Hands-on review: D-Link DSL-5300 Cobra AC 5300 Wave 2 Wi-Fi Modem Router
FYI, this story is more than a year old
If I was reviewing this modem/router on looks alone it would get 11/10. The Cobra is, without a doubt the sexiest router I’ve ever seen.
With eight antennas, a funky triangular design, it’s unlike any bit of networking kit I’ve seen before. As I got it out of its (rather premium) packaging the device looked like an upturned robotic spider (similar to those replicators on Stargate: SG1).
The Cobra is pretty future-proof. The built-in modem supports ADSL/VDSL, but it’s also UFB (NZ) and NBN (AU) ready. If, like me you have cable internet, you can just switch the modem features off and plug in your cable modem. It’s the perfect modem/router as we sit on the cusp of emerging internet technology.
Right now, it offers, pretty much the best home wireless networking performance that you can get. The devices tri-band Wi-Fi has one 2.4GHz band for speeds up to 1,000Mbps and two 5GHz bands for speeds up to 2,167Mbps. You can manually set this up or let the Cobra’s SmartConnect capabilities sort all that out for you- picking the best frequency for your devices.
The router’s quality of service (QoS) settings enable you to prioritise network traffic to give your most important devices the fastest connection to the internet. This is particularly important for online gaming and streamers.
The acid test that I use when testing a device is how much trouble I have setting it up. In 2017 I expect a router set-up to be completely issue-free. Ten years ago, it would have been a different matter.
When testing a modem/router, I first unplug the existing router and the remove the ethernet cables. I plug the ethernet cable into the new router and switch it on. Using the routers browser-based interface I change the router’s SSID and password to my usual settings and check the internet is available. And that’s it. Because I have a cable connection, the only extra step was to switch off the Cobra’s internal modem.
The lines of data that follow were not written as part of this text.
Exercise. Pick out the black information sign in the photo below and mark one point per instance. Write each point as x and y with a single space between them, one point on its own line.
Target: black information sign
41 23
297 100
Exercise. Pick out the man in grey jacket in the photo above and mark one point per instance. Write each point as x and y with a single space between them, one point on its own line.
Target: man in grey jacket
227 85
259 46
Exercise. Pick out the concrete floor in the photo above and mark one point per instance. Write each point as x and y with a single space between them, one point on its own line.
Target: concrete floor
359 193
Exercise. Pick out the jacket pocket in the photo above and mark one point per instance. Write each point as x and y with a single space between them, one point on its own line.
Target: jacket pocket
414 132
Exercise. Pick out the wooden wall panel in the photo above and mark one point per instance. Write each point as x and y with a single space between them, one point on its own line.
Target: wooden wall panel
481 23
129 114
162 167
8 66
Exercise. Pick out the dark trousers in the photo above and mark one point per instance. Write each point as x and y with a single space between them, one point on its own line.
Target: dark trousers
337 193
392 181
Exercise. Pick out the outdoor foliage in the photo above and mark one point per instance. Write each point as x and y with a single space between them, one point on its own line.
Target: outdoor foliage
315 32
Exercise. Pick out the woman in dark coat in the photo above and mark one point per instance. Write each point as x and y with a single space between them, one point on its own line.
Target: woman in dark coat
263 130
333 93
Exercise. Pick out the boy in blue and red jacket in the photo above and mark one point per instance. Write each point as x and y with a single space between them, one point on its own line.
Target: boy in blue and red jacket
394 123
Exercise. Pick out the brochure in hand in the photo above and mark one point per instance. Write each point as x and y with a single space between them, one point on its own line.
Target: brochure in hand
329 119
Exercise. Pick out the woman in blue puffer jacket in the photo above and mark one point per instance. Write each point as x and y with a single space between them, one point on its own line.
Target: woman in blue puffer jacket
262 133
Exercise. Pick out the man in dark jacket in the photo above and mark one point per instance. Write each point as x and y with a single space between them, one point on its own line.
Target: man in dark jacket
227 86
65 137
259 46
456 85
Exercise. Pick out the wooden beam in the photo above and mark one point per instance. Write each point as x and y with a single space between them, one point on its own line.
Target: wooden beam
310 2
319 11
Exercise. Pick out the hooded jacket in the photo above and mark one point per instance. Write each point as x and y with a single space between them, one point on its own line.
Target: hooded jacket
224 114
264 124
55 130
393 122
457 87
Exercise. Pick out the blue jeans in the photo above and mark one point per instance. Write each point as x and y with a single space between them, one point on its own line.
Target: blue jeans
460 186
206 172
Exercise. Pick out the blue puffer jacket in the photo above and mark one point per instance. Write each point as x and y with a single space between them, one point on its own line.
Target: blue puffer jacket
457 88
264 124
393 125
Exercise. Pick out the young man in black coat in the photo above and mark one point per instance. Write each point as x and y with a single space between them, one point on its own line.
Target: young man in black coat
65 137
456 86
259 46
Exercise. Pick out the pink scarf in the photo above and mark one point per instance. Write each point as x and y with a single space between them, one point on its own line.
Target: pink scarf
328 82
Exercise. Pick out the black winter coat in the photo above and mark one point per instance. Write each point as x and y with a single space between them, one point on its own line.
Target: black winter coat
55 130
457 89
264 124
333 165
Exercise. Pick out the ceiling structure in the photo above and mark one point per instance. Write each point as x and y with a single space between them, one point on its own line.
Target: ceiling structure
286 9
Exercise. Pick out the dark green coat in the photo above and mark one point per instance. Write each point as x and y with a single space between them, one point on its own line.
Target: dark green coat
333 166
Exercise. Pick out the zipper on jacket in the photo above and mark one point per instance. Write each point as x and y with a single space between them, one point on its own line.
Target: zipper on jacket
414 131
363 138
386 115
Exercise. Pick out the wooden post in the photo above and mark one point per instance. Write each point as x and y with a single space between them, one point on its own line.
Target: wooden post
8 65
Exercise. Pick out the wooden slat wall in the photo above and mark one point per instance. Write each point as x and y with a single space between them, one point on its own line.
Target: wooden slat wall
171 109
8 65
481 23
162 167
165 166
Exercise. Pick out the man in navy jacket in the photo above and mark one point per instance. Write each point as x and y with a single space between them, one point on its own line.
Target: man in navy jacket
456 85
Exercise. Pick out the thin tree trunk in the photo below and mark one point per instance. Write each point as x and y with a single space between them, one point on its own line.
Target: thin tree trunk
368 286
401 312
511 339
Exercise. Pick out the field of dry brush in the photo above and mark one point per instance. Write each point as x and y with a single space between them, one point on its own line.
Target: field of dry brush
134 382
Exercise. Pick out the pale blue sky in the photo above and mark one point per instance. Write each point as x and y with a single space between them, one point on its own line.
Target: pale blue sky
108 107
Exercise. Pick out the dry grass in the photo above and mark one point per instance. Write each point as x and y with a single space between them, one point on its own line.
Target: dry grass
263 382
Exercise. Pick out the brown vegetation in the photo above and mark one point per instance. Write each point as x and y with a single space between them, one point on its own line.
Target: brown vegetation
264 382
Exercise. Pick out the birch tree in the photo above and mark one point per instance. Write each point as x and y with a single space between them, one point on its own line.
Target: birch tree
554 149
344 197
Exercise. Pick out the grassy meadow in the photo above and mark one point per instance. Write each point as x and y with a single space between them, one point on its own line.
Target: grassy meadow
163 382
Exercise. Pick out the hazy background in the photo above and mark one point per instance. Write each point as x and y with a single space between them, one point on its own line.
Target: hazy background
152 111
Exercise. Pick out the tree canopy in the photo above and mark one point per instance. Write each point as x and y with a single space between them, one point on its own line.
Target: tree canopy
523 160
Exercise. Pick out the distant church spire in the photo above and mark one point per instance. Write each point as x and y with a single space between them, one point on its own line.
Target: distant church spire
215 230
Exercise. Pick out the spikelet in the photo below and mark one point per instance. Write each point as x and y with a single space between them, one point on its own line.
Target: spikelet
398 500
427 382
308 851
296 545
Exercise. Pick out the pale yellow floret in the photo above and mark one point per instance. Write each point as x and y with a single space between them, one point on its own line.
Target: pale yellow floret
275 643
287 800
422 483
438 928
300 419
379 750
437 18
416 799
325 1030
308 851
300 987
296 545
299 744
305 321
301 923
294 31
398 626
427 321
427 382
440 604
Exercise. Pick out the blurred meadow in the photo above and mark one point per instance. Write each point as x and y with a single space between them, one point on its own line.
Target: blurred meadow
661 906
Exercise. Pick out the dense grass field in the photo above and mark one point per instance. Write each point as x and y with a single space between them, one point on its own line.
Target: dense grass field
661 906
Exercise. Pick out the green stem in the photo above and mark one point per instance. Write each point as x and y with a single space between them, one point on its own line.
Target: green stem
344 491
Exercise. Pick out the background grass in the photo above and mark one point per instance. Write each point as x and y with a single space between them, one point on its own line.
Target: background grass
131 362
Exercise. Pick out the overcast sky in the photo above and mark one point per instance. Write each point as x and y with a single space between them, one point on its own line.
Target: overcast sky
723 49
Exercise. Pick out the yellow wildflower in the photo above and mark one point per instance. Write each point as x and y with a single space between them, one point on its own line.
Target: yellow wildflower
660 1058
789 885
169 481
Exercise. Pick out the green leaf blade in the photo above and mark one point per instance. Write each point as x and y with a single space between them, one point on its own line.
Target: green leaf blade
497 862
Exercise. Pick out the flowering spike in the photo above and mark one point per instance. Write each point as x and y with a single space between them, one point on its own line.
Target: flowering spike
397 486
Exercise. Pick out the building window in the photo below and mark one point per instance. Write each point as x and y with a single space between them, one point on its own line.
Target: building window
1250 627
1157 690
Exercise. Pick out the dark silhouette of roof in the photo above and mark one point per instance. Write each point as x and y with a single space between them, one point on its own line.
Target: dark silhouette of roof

The Cobra's ease-of-use when it comes to adjusting setting is mainly down to D-Link's very polished browser-based interface. Not only is is very intuitive, it avoids having too many menu tiers and hiding settings.
The device set-up in my house consists of a PC, Xbox One, and two Netgear switches, all hard wired. One switch serves a PlayStation 4, a PlayStation 3 (via the house wired LAN), a printer and whatever else I need to hook up in the office. The other switch is downstairs, connected via the house LAN, and serves a TV, Xbox One, PlayStation 4, Yamaha home theatre amp and a Steam Link. Mobile devices include a PlayStation TV, two Xbox 360s, two phones, two tablets, a laptop and a PC. I’ve likely forgotten something off the list, somewhere, but you get my drift.
I expect each and every one of these devices to work without issue. With the Cobra, by-and-large, that was the case.
I did come across a couple of issues. The most important being that my downstairs switch did not connect to the router. I’m not sure why not. Everything else connected perfectly. I’ve reached out to D-Link to find a solution, and I’ll update this review accordingly. Just be mindful if you are using ethernet switches. The other issue was using the USB. In order to get it working I have to switch on the SMB 1.0/CIFS Client from the Windows features setting in Windows 10.
Interestingly, though. Reconfiguring my downstairs devices to wireless, I was able to achieve the same network speeds as the connection through the switch. Also, I’d imagine that the Cobra’s Wave 2 multi-user, multiple-input and multiple-output (MU-MIMO) does a better job of sharing the love between by downstairs devices than a $25 Gigabyte switch. I may have to start reconsidering my hard-core bias towards wired network rather than Wi-Fi.
Not only are the Cobra’s Wi-Fi speeds impressive, the signal reach is phenomenal. My phone was quite happy streaming Spotify via the Cobra’s Wi-Fi connection until I was halfway up the road, some 50m away!
DSL-5300 Cobra AC 5300 Wave 2 Wi-Fi Modem Router is a very cool-looking device that will supercharge your network. The flip side it that it’s not very inconspicuous. It’s a future-proof modem router that’s going to serve you well regardless of weather you are connected to the internet via ADSL, cable or UFB or NBN. The device’s AC5300 spec means that it will deliver the fastest consumer Wi-Fi experience available today.